You’re not fooling anyone with your Lent attempts
Everybody knows Lent is really just a glorified 40 day diet
It’s that time of year again. A time of sacrificing the needless indulgences of 21st Century life. A time of reflecting on how you can improve as a person to benefit those around you. A time of focusing on what really matters in the world.
Oh no, wait. What it really means, is the time of year thousands of people subject themselves to an unnecessary torture, just so they can brag about it.
Giving something up for Lent? You’re fooling no one.
First things first – what’s the deal with the concept of giving something up? Sure, we get the whole religious justification, but when was the last time you skipped out meat on a Friday or even went to church? What is it you’re really trying to do?
Don’t pretend you’re giving up chocolate for Jesus when everybody knows Lent is really just a glorified 40 day diet. Pretty sure if the Big Man is up there, he doesn’t care you finished off a tube of Pringles every Sunday while you watched Downton Abbey.
Lent is just another chance for you to have a go at your failed New Year’s Resolutions. And another chance to tell everybody within a five mile radius all about it.
Besides, Lent gets the better of everyone in the end, anyway. No matter how drunk you were, your 4am Rooster’s still counts. All those cigarettes you had at Fab? Try talking your way out of that one. And everybody knows you haven’t been to the gym in two weeks, so stop pretending you have.
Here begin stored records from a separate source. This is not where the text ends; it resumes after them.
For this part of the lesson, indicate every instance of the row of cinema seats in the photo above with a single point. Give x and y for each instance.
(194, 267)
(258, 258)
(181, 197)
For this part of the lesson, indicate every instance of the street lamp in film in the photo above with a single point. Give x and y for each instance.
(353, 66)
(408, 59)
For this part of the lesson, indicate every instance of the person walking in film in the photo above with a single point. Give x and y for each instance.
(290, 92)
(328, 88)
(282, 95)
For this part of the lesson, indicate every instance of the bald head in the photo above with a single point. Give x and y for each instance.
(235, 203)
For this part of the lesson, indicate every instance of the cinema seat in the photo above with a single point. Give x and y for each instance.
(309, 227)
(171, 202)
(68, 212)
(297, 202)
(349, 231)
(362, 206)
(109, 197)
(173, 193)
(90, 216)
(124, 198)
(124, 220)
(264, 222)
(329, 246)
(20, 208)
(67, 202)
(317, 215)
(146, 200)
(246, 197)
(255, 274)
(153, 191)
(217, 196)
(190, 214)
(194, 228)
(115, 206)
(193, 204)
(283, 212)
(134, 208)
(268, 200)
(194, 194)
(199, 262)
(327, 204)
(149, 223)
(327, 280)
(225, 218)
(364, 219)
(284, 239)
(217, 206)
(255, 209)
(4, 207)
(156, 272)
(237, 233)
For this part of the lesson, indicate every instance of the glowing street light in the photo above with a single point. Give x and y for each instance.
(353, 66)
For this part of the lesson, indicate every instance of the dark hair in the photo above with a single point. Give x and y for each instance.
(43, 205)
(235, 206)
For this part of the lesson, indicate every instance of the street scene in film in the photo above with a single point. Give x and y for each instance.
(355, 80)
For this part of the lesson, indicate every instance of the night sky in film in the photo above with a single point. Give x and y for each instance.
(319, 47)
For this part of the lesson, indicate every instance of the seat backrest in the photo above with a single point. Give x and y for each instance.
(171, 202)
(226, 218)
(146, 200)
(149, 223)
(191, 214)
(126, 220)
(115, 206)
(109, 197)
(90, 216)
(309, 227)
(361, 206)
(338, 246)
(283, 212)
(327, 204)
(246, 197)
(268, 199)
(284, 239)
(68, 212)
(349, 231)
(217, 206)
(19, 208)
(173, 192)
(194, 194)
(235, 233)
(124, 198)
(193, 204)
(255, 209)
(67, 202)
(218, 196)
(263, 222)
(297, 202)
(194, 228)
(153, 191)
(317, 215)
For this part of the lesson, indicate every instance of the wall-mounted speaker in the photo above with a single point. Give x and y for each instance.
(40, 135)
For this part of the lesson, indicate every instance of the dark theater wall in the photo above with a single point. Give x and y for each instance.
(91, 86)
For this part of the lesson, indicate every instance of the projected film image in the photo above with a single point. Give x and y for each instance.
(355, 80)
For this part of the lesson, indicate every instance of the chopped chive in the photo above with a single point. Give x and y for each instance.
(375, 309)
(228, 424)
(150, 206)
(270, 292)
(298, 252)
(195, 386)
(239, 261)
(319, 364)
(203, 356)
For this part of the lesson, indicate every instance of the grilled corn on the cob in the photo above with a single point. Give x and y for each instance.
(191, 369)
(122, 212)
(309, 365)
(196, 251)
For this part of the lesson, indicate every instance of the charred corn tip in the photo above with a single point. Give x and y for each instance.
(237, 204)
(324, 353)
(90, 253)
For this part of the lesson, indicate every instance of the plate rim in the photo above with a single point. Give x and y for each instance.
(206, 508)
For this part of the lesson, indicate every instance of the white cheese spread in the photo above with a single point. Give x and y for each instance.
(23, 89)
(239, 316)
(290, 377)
You’re going to cave in at some point, and by then you’ll either be a liar, or feeling disproportionately guilty for something you really should just enjoy.
By all means, celebrate Lent if that’s your thing. But can’t you think of something better than giving up everything you enjoy, just so you can brag to everyone you know? Self-righteousness just isn’t that pretty.
Nobody’s saying you have to dedicate 40 days to volunteering at shelters and going to church every day. Why not try going to the library more often? Or vow to cook your housemates dinner once a week? Or drop your spare change to someone selling the Big Issue?
Because really, all you’re doing is making yourself and everyone around you feel bad. And if you think you aren’t, you’re fooling yourself.